Any help/working towards the solution is greatly appreciated!
 A: Here is an overview/sketch that I hope you may flesh out.
To solve the PDE,
$$f_t + 0.5\sigma^2 x^2 f_{xx}=0,$$
with terminal condition $f(T, x) = x^2$, we appeal to the Feynman-Kac connection. (Please excuse my use of subscripts for partial derivatives out of laziness).

Identifying the SDE
The FK says that the solution $f$ is a conditional expectation of the TC applied to an Ito diffusion:
$$f(t,x)= \mathbb{E}(X_T^2 | X_t =x),$$
where $dX_t = \sigma X_t dB_t$ and $B = (B_t)_{t \geq 0}$ is a Brownian motion. How we identified the correct SDE depends on the coefficients appearing in the above PDE. To put it in general terms, if we wanted to solve
$$f_t + \frac12 \sigma(x)^2 f_{xx}=0,$$
and then our SDE would satisfy
$$dX_t = \sigma(X_t) dB_t.$$
The special case here being $\sigma(x)=\sigma x$ (where $\sigma$ on the RHS is just a constant).

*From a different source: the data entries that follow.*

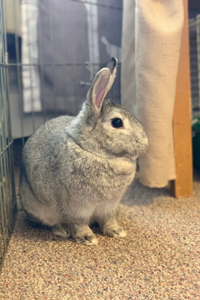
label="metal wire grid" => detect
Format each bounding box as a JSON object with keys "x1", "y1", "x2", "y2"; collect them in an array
[
  {"x1": 189, "y1": 15, "x2": 200, "y2": 118},
  {"x1": 7, "y1": 0, "x2": 122, "y2": 143},
  {"x1": 0, "y1": 0, "x2": 122, "y2": 269},
  {"x1": 0, "y1": 0, "x2": 16, "y2": 271}
]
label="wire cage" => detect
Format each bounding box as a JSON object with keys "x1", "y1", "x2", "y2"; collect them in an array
[
  {"x1": 6, "y1": 0, "x2": 122, "y2": 141},
  {"x1": 0, "y1": 0, "x2": 123, "y2": 269},
  {"x1": 0, "y1": 0, "x2": 16, "y2": 270}
]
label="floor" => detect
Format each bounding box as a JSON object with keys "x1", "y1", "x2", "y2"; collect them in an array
[{"x1": 0, "y1": 145, "x2": 200, "y2": 299}]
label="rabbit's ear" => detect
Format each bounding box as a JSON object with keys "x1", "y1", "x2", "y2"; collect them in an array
[
  {"x1": 106, "y1": 57, "x2": 118, "y2": 88},
  {"x1": 88, "y1": 57, "x2": 118, "y2": 112}
]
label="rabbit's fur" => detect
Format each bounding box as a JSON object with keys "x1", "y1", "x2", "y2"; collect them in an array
[{"x1": 19, "y1": 58, "x2": 148, "y2": 245}]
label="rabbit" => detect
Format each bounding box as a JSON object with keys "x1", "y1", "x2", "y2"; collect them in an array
[{"x1": 19, "y1": 57, "x2": 148, "y2": 245}]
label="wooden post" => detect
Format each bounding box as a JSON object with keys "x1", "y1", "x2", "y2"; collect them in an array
[{"x1": 170, "y1": 0, "x2": 193, "y2": 198}]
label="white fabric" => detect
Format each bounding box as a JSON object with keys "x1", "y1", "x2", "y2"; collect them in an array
[
  {"x1": 21, "y1": 0, "x2": 41, "y2": 113},
  {"x1": 121, "y1": 0, "x2": 184, "y2": 188}
]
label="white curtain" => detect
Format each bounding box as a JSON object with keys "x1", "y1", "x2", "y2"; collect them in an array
[{"x1": 121, "y1": 0, "x2": 184, "y2": 188}]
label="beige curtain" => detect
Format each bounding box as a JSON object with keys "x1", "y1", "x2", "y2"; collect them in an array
[{"x1": 121, "y1": 0, "x2": 184, "y2": 188}]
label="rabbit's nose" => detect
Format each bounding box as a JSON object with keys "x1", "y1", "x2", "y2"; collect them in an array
[
  {"x1": 136, "y1": 130, "x2": 148, "y2": 141},
  {"x1": 141, "y1": 133, "x2": 148, "y2": 147},
  {"x1": 142, "y1": 136, "x2": 148, "y2": 149},
  {"x1": 136, "y1": 134, "x2": 148, "y2": 145},
  {"x1": 135, "y1": 137, "x2": 140, "y2": 143},
  {"x1": 134, "y1": 131, "x2": 148, "y2": 150}
]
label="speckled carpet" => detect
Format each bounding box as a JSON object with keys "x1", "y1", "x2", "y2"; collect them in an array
[{"x1": 0, "y1": 144, "x2": 200, "y2": 299}]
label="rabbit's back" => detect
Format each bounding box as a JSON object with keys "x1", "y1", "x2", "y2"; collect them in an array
[{"x1": 22, "y1": 115, "x2": 74, "y2": 165}]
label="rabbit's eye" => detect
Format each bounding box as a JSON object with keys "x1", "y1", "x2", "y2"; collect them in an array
[{"x1": 112, "y1": 118, "x2": 123, "y2": 128}]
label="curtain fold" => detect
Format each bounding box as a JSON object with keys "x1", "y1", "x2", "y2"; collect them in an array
[{"x1": 121, "y1": 0, "x2": 184, "y2": 188}]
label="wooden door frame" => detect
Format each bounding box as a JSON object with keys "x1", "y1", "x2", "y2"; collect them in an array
[{"x1": 170, "y1": 0, "x2": 193, "y2": 198}]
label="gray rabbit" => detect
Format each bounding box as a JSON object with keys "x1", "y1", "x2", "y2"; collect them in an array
[{"x1": 19, "y1": 58, "x2": 148, "y2": 245}]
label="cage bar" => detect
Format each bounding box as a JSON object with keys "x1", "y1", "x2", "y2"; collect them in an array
[{"x1": 0, "y1": 0, "x2": 16, "y2": 271}]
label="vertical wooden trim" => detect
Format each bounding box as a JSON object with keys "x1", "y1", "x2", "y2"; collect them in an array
[{"x1": 170, "y1": 0, "x2": 193, "y2": 198}]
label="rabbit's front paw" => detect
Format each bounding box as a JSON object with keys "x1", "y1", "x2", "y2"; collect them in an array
[
  {"x1": 103, "y1": 224, "x2": 126, "y2": 238},
  {"x1": 70, "y1": 225, "x2": 98, "y2": 246},
  {"x1": 75, "y1": 233, "x2": 98, "y2": 246},
  {"x1": 52, "y1": 224, "x2": 70, "y2": 238}
]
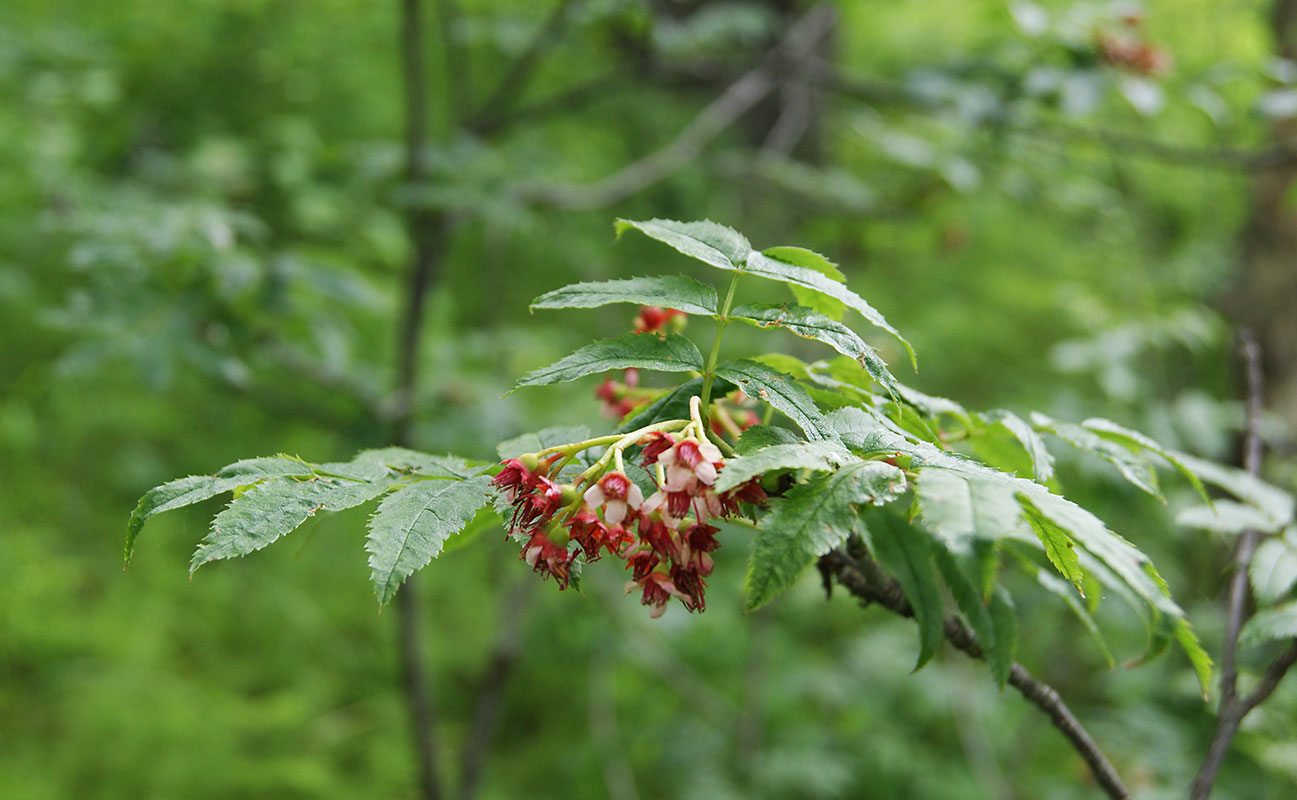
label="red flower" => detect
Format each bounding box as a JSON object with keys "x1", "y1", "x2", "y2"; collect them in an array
[
  {"x1": 629, "y1": 570, "x2": 693, "y2": 618},
  {"x1": 492, "y1": 456, "x2": 542, "y2": 503},
  {"x1": 521, "y1": 527, "x2": 577, "y2": 588},
  {"x1": 638, "y1": 431, "x2": 676, "y2": 467},
  {"x1": 669, "y1": 563, "x2": 707, "y2": 612},
  {"x1": 582, "y1": 471, "x2": 644, "y2": 527}
]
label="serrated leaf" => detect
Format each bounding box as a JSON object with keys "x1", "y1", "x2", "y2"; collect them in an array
[
  {"x1": 730, "y1": 303, "x2": 897, "y2": 397},
  {"x1": 715, "y1": 440, "x2": 855, "y2": 493},
  {"x1": 353, "y1": 448, "x2": 484, "y2": 478},
  {"x1": 1240, "y1": 599, "x2": 1297, "y2": 647},
  {"x1": 530, "y1": 274, "x2": 718, "y2": 316},
  {"x1": 765, "y1": 246, "x2": 848, "y2": 320},
  {"x1": 987, "y1": 587, "x2": 1018, "y2": 684},
  {"x1": 1018, "y1": 493, "x2": 1087, "y2": 595},
  {"x1": 1173, "y1": 451, "x2": 1295, "y2": 530},
  {"x1": 743, "y1": 461, "x2": 907, "y2": 610},
  {"x1": 734, "y1": 424, "x2": 802, "y2": 454},
  {"x1": 824, "y1": 406, "x2": 916, "y2": 454},
  {"x1": 615, "y1": 218, "x2": 751, "y2": 270},
  {"x1": 1034, "y1": 416, "x2": 1162, "y2": 499},
  {"x1": 867, "y1": 510, "x2": 945, "y2": 670},
  {"x1": 1176, "y1": 500, "x2": 1285, "y2": 535},
  {"x1": 895, "y1": 384, "x2": 971, "y2": 426},
  {"x1": 615, "y1": 376, "x2": 734, "y2": 433},
  {"x1": 1020, "y1": 485, "x2": 1184, "y2": 620},
  {"x1": 746, "y1": 249, "x2": 914, "y2": 367},
  {"x1": 980, "y1": 410, "x2": 1054, "y2": 482},
  {"x1": 513, "y1": 332, "x2": 704, "y2": 390},
  {"x1": 366, "y1": 475, "x2": 494, "y2": 605},
  {"x1": 715, "y1": 359, "x2": 834, "y2": 441},
  {"x1": 126, "y1": 456, "x2": 313, "y2": 562},
  {"x1": 934, "y1": 546, "x2": 1014, "y2": 686},
  {"x1": 1251, "y1": 529, "x2": 1297, "y2": 605},
  {"x1": 1034, "y1": 568, "x2": 1115, "y2": 668},
  {"x1": 1081, "y1": 418, "x2": 1208, "y2": 502},
  {"x1": 190, "y1": 475, "x2": 392, "y2": 573},
  {"x1": 1176, "y1": 618, "x2": 1213, "y2": 697},
  {"x1": 496, "y1": 425, "x2": 592, "y2": 460},
  {"x1": 915, "y1": 467, "x2": 1035, "y2": 555}
]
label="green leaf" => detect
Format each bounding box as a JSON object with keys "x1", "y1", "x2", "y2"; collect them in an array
[
  {"x1": 1173, "y1": 451, "x2": 1295, "y2": 530},
  {"x1": 715, "y1": 359, "x2": 834, "y2": 441},
  {"x1": 1018, "y1": 494, "x2": 1087, "y2": 595},
  {"x1": 126, "y1": 456, "x2": 313, "y2": 562},
  {"x1": 497, "y1": 425, "x2": 592, "y2": 460},
  {"x1": 934, "y1": 546, "x2": 1014, "y2": 686},
  {"x1": 715, "y1": 440, "x2": 855, "y2": 493},
  {"x1": 530, "y1": 274, "x2": 719, "y2": 316},
  {"x1": 1240, "y1": 599, "x2": 1297, "y2": 647},
  {"x1": 366, "y1": 475, "x2": 495, "y2": 605},
  {"x1": 987, "y1": 587, "x2": 1018, "y2": 685},
  {"x1": 914, "y1": 468, "x2": 1035, "y2": 555},
  {"x1": 513, "y1": 332, "x2": 703, "y2": 390},
  {"x1": 734, "y1": 424, "x2": 802, "y2": 455},
  {"x1": 1019, "y1": 486, "x2": 1184, "y2": 620},
  {"x1": 764, "y1": 245, "x2": 848, "y2": 320},
  {"x1": 867, "y1": 511, "x2": 945, "y2": 670},
  {"x1": 1034, "y1": 567, "x2": 1115, "y2": 668},
  {"x1": 1251, "y1": 528, "x2": 1297, "y2": 605},
  {"x1": 730, "y1": 303, "x2": 898, "y2": 397},
  {"x1": 979, "y1": 410, "x2": 1054, "y2": 483},
  {"x1": 615, "y1": 376, "x2": 734, "y2": 433},
  {"x1": 615, "y1": 218, "x2": 751, "y2": 270},
  {"x1": 1176, "y1": 619, "x2": 1214, "y2": 697},
  {"x1": 190, "y1": 475, "x2": 392, "y2": 573},
  {"x1": 353, "y1": 448, "x2": 485, "y2": 478},
  {"x1": 1176, "y1": 500, "x2": 1286, "y2": 535},
  {"x1": 743, "y1": 461, "x2": 907, "y2": 611},
  {"x1": 1080, "y1": 418, "x2": 1209, "y2": 502},
  {"x1": 895, "y1": 384, "x2": 971, "y2": 427},
  {"x1": 1033, "y1": 415, "x2": 1161, "y2": 499},
  {"x1": 747, "y1": 249, "x2": 915, "y2": 367}
]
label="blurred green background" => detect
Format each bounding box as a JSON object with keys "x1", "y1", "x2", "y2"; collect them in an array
[{"x1": 3, "y1": 0, "x2": 1296, "y2": 797}]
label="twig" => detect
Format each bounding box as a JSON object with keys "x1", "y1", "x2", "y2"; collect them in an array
[
  {"x1": 820, "y1": 548, "x2": 1130, "y2": 800},
  {"x1": 812, "y1": 66, "x2": 1297, "y2": 172},
  {"x1": 514, "y1": 4, "x2": 839, "y2": 210},
  {"x1": 458, "y1": 577, "x2": 535, "y2": 800},
  {"x1": 394, "y1": 1, "x2": 447, "y2": 797},
  {"x1": 1189, "y1": 331, "x2": 1294, "y2": 799},
  {"x1": 467, "y1": 0, "x2": 575, "y2": 134},
  {"x1": 588, "y1": 645, "x2": 641, "y2": 800}
]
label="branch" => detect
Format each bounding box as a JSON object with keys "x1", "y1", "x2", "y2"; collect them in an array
[
  {"x1": 1190, "y1": 330, "x2": 1286, "y2": 800},
  {"x1": 812, "y1": 66, "x2": 1297, "y2": 172},
  {"x1": 514, "y1": 4, "x2": 838, "y2": 210},
  {"x1": 458, "y1": 578, "x2": 535, "y2": 800},
  {"x1": 819, "y1": 548, "x2": 1131, "y2": 800},
  {"x1": 467, "y1": 0, "x2": 575, "y2": 135},
  {"x1": 394, "y1": 1, "x2": 449, "y2": 798}
]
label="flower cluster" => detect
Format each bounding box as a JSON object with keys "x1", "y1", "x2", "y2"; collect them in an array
[
  {"x1": 490, "y1": 417, "x2": 768, "y2": 618},
  {"x1": 633, "y1": 305, "x2": 685, "y2": 334},
  {"x1": 1094, "y1": 15, "x2": 1171, "y2": 76}
]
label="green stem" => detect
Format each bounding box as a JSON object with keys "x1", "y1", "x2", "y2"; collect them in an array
[{"x1": 700, "y1": 272, "x2": 741, "y2": 427}]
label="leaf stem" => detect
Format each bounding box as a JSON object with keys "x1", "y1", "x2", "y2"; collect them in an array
[{"x1": 700, "y1": 272, "x2": 742, "y2": 426}]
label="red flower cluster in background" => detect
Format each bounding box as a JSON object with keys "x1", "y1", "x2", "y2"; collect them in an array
[
  {"x1": 491, "y1": 429, "x2": 768, "y2": 617},
  {"x1": 1095, "y1": 14, "x2": 1171, "y2": 76}
]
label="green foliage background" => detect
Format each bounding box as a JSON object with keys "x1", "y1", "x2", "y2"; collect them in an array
[{"x1": 2, "y1": 0, "x2": 1295, "y2": 797}]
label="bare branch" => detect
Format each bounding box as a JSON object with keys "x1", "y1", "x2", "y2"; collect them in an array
[
  {"x1": 819, "y1": 548, "x2": 1131, "y2": 800},
  {"x1": 468, "y1": 0, "x2": 575, "y2": 135},
  {"x1": 812, "y1": 66, "x2": 1297, "y2": 172},
  {"x1": 1191, "y1": 330, "x2": 1274, "y2": 800},
  {"x1": 515, "y1": 4, "x2": 839, "y2": 210},
  {"x1": 458, "y1": 578, "x2": 535, "y2": 800}
]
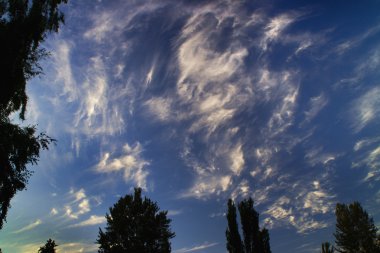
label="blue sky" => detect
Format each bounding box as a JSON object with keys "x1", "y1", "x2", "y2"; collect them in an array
[{"x1": 1, "y1": 0, "x2": 380, "y2": 252}]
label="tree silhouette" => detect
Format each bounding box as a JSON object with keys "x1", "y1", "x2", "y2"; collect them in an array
[
  {"x1": 321, "y1": 242, "x2": 334, "y2": 253},
  {"x1": 38, "y1": 239, "x2": 58, "y2": 253},
  {"x1": 259, "y1": 228, "x2": 271, "y2": 253},
  {"x1": 226, "y1": 197, "x2": 271, "y2": 253},
  {"x1": 97, "y1": 188, "x2": 175, "y2": 253},
  {"x1": 238, "y1": 198, "x2": 261, "y2": 253},
  {"x1": 334, "y1": 202, "x2": 379, "y2": 253},
  {"x1": 0, "y1": 0, "x2": 66, "y2": 229},
  {"x1": 226, "y1": 199, "x2": 244, "y2": 253}
]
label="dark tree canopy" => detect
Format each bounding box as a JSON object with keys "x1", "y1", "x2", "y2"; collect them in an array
[
  {"x1": 0, "y1": 0, "x2": 66, "y2": 229},
  {"x1": 226, "y1": 197, "x2": 271, "y2": 253},
  {"x1": 226, "y1": 199, "x2": 244, "y2": 253},
  {"x1": 38, "y1": 239, "x2": 58, "y2": 253},
  {"x1": 334, "y1": 202, "x2": 379, "y2": 253},
  {"x1": 97, "y1": 188, "x2": 175, "y2": 253},
  {"x1": 0, "y1": 0, "x2": 67, "y2": 118},
  {"x1": 238, "y1": 198, "x2": 261, "y2": 253}
]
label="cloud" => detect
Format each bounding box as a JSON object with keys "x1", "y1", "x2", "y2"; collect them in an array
[
  {"x1": 84, "y1": 11, "x2": 118, "y2": 43},
  {"x1": 13, "y1": 219, "x2": 42, "y2": 234},
  {"x1": 63, "y1": 188, "x2": 92, "y2": 219},
  {"x1": 53, "y1": 41, "x2": 77, "y2": 102},
  {"x1": 174, "y1": 242, "x2": 219, "y2": 253},
  {"x1": 181, "y1": 174, "x2": 232, "y2": 199},
  {"x1": 144, "y1": 97, "x2": 174, "y2": 122},
  {"x1": 50, "y1": 208, "x2": 59, "y2": 216},
  {"x1": 229, "y1": 143, "x2": 245, "y2": 176},
  {"x1": 96, "y1": 142, "x2": 150, "y2": 189},
  {"x1": 351, "y1": 87, "x2": 380, "y2": 132},
  {"x1": 68, "y1": 215, "x2": 106, "y2": 228},
  {"x1": 302, "y1": 93, "x2": 328, "y2": 124},
  {"x1": 57, "y1": 242, "x2": 100, "y2": 253},
  {"x1": 263, "y1": 180, "x2": 334, "y2": 233},
  {"x1": 261, "y1": 13, "x2": 297, "y2": 50},
  {"x1": 167, "y1": 210, "x2": 183, "y2": 216}
]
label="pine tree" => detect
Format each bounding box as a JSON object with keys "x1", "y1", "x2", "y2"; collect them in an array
[
  {"x1": 97, "y1": 188, "x2": 175, "y2": 253},
  {"x1": 334, "y1": 202, "x2": 379, "y2": 253}
]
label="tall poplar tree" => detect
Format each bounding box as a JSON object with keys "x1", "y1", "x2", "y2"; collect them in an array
[
  {"x1": 226, "y1": 199, "x2": 244, "y2": 253},
  {"x1": 226, "y1": 198, "x2": 271, "y2": 253}
]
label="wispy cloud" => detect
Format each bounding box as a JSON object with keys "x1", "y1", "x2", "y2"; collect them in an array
[
  {"x1": 63, "y1": 188, "x2": 92, "y2": 219},
  {"x1": 13, "y1": 219, "x2": 42, "y2": 234},
  {"x1": 57, "y1": 242, "x2": 100, "y2": 253},
  {"x1": 68, "y1": 215, "x2": 106, "y2": 228},
  {"x1": 174, "y1": 242, "x2": 219, "y2": 253},
  {"x1": 351, "y1": 87, "x2": 380, "y2": 132},
  {"x1": 302, "y1": 93, "x2": 328, "y2": 124},
  {"x1": 96, "y1": 142, "x2": 150, "y2": 189},
  {"x1": 261, "y1": 13, "x2": 299, "y2": 50}
]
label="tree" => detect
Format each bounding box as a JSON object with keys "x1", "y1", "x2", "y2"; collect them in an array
[
  {"x1": 226, "y1": 199, "x2": 244, "y2": 253},
  {"x1": 259, "y1": 228, "x2": 271, "y2": 253},
  {"x1": 226, "y1": 197, "x2": 271, "y2": 253},
  {"x1": 38, "y1": 239, "x2": 58, "y2": 253},
  {"x1": 334, "y1": 202, "x2": 379, "y2": 253},
  {"x1": 97, "y1": 188, "x2": 175, "y2": 253},
  {"x1": 321, "y1": 242, "x2": 334, "y2": 253},
  {"x1": 238, "y1": 198, "x2": 261, "y2": 253},
  {"x1": 0, "y1": 0, "x2": 66, "y2": 229}
]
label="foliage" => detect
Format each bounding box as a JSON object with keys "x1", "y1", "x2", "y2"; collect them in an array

Computing the PDE solution
Now we identify $X$ is a GBM with zero drift, so that
$$X_t = X_0 e^{-0.5 \sigma^2 t +\sigma B_t},$$
which we can also write on $[t, T]$ as
$$X_T = X_t e^{-0.5 \sigma^2 (T-t) +\sigma B_{(T-t)}}.$$
Hence squaring and taking the conditional expectation $\mathbb{E}(\cdot | X_t=x)$ yields
$$f(t, x) = \mathbb{E}( X_t^2 e^{-\sigma^2 (T-t)} e^{2\sigma B_{(T-t)}} | X_t = x)$$
$$=X_t^2 e^{-\sigma^2 (T-t)} \mathbb{E}( e^{2\sigma B_{(T-t)}} | X_t = x)$$
$$=x^2 e^{-\sigma^2 (T-t)} e^{2 \sigma^2 (T-t)}$$
$$=x^2 e^{\sigma^2 (T-t)},$$
since we are conditioning on $X_t=x$ we can pull out $X_t^2$ and the non-random constant $e^{-\sigma^2 (T-t)}$ and finally we used the fact that $\mathbb{E}(e^{2\sigma B_{(T-t)}})$ is just the MGF, $M_{B_{(T-t)}}(s)$, of a $\mathcal{N}(0, T-t)$ RV evaluated at $s=2\sigma$.
Please comment if something is not clear or erroneous.